New ways to view bodies as soft meat shells
amid globe-turning chaos. Do they conclude,
here in the plastic museum, that everything ends?

Recall, Marty, if you will, the night
we stood on a city sidewalk drinking
the brassy coils raining from the student
quartet before us, the young jazz buffs.

And us, the bluffs, young too but learning it
the way toddler learns to speak: by listening,
turning over cadences in her head
then finally spitting back the vowels she’s fed.

Years lost now, Marty. We’re the old men.
Your down payment all but locked, my salary
shimmying upward. New friends, Django for
us both. Different cities. Streets diverge.

But horn players still storm hot wind each June
where you are. Chameleon in your car.
Me? Sidewinder at work. Down in the tunnels,
rhythmic circle bumping blue. You’d love it.

Note: Written in March 2013; revised slightly.
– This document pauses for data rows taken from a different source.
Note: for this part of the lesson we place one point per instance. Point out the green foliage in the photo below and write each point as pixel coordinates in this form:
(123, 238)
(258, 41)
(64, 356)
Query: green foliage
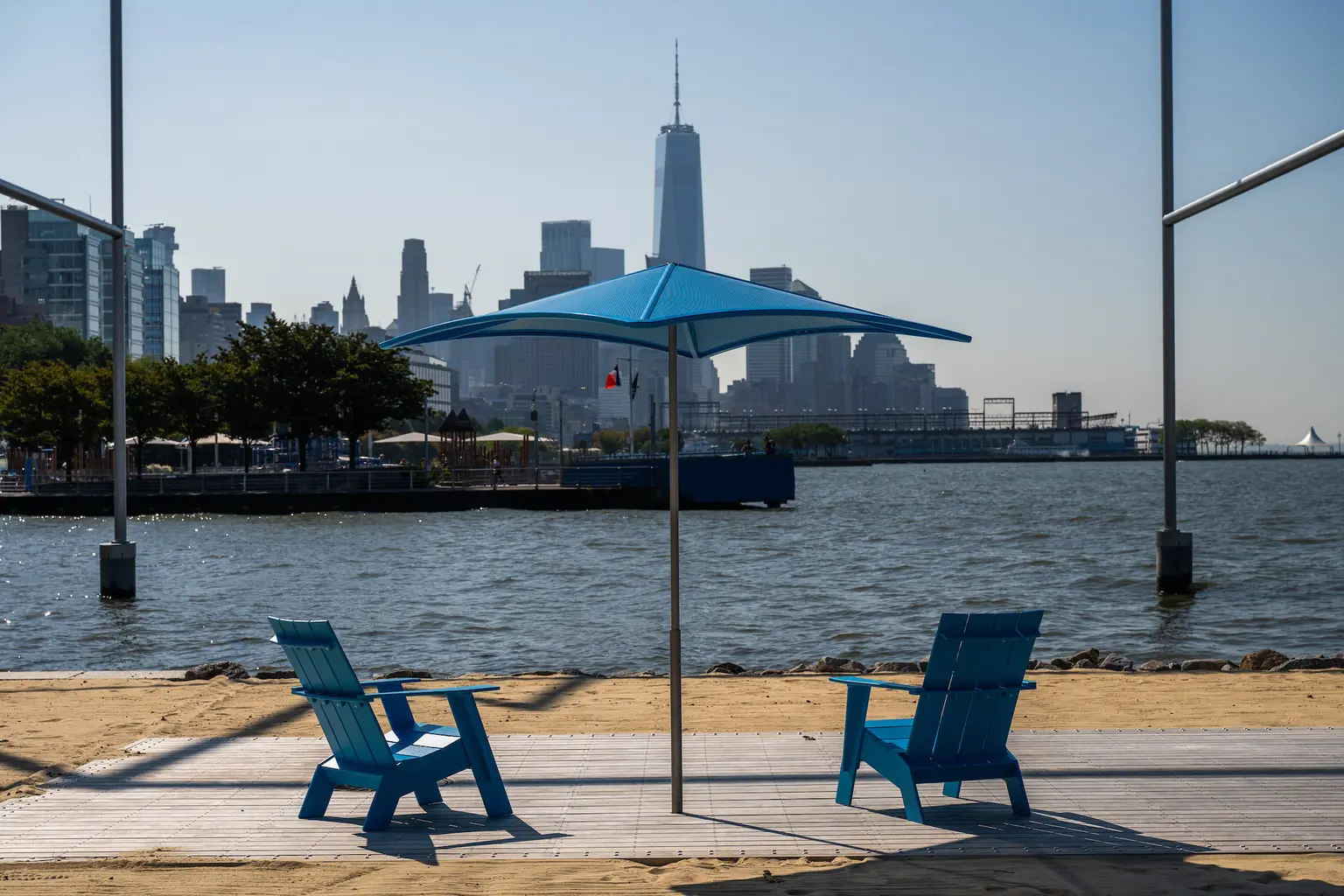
(147, 404)
(371, 386)
(43, 341)
(1216, 437)
(807, 437)
(58, 404)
“Why does this car look like a dark bedroom
in college?” yowls the denim man
clad in boots, a cowboy in the rain.
His gal, a fishnet prize, raises a finger
to shush his lips, aching of gin and pizza.

He’s right. The F train’s bulbs have gone in spots.
A shadow umbrella keeps the rider dry
from peeking too close at dimples,
moles and hair sprouts. It’s Reagan Hall
dorm 224 again — without the blondes
that made it fun. Without the contraband
in drawers. Without the half-moon window view
that once allowed a gaze to trees
in traffic circles and snow.

Midnight and crushed rain upon your coat
are all you own. Recall the fierce catches
in tavern smoke, the vinegar, the scrapes.
It’s all stretched miles from here,
gone like a dust of snow by morning.

You scan all faces always for a sliver
of remembrance, a flame to light your
memory halls. Your neck bounces as steel
rail hits sharp like dangling ice
and the morning seems a promise, for once.
Drink the moment deep as memory.
Swig from now and swallow with a chase.